CG: yeah, so there’s a podiatrist at the club, I’m currently wearing some heel lifts with an off the shelf orthotics which has been heat moulded to my feet. His name is Dan, he just works with a couple of the boys and looks at how you walk and how you run – he’s pretty happy with how I’m going, I just catch up with him once a week.
FN: A navicular fracture is a pretty scary injury to deal with for both player and practitioner given how dangerous it can be with reduced blood supply and response to treatment, how have you managed to cope both physically and mentally with this injury?
CG: In the beginning they were a bit skeptical on whether they should do the surgery or not, but once they found the crack in the navicular they decided it would be best to just get it done. They said that my age worked in my favour and had a bit of time to recover and still have the chance to play AFL. Obviously, navicular is a bit of a scary word, and I guess I was probably a little ignorant to the seriousness of the injury. But I have had a bit of support from Jack Trengrove, him and myself are pretty much on exactly the same timeline for recovery. I am probably a little ahead of schedule, but I catch up with the physios once a day to try and increase my range in the right foot. At the moment it is probably only 50% of what I can achieve on my left. At the moment the most annoying thing is pulling up really sore after a run and having to have three days off.
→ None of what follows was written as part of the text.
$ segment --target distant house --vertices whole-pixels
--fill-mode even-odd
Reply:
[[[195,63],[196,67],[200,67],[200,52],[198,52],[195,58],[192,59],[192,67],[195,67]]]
FN: Since the injury have you spent much time back in South Australia or have you tried to spend as much time around the club as possible?
CG: It’s been pretty tough; I was pretty a bit immature in not knowing what was going to happen after the navicular surgery. I have tried to keep myself pretty busy, outside of footy I’m studying psychology at Melbourne Uni, I had Matty Kreuzer out with me at the same time which gave me someone to catch up with, and just tried to have fun around the club as much as possible.
About 2 weeks after the surgery I went back to SA to see the family, but I have tried to stay around the club as much as possible to stay on top of my rehab.
FN: What has your exercise regime looked like over the time since completing your injury?
CG: It’s been a pretty good chance for me to improve my upper body, I have been completing about 3-4 sessions a week in the weights room, doing a bit of boxing and plenty of cycling to get some condition back in the legs. Every now and then I have been doing some cross fit type stuff for the upper body and that’s done at another gym – so once again a change in environment helps with the motivation side of things. I have done a lot of swimming also!
FN: It’s coming up to July which was meant to be your time to test out a return to full senior training, do you believe you’re on track to see yourself removed from the injury list or even step into the backline for senior squad?
CG: I’m still on track, in fact as I said earlier I am probably a little ahead of schedule. If I get back to full training in July, I will probably start playing in July as well. In a few weeks Ill start joining in and doing a couple of drills for a month or so but my main goal is to return to full running. Its a bit of a waiting game at the moment but it seems to be all on track.
The AFL is probably a little too far away at the moment, I’m coming off a very limited pre-season in my first year and zero pre-season this year, so just looking to play some good footy in the VFL and see how I go in that regard. If I do get back into the team we will probably looking at the last 7-8 games, but it’s all about just playing some consistent footy for me right now.
FN: What kind of shoes are you wearing most of the time? Do you have a range of them or do you stick to the most comfy pair? What football boots do you wear and is it associated with a sponsorship deal?
CG: So Carlton is sponsored by Nike, so I have been wearing Nike for the last 2 years just with the orthotics and the heel lifts inserted into them. I have always worn ASICS before but it doesn’t really matter what shoes you wear as long as you have the support from the orthotics.
I might wear a different range of boots when I get back to training, so wearing the more supportive ASICS boots because they are more like a runner and work back into wearing Nike.
FN: Well thanks for talking to us mate and all the best for the future.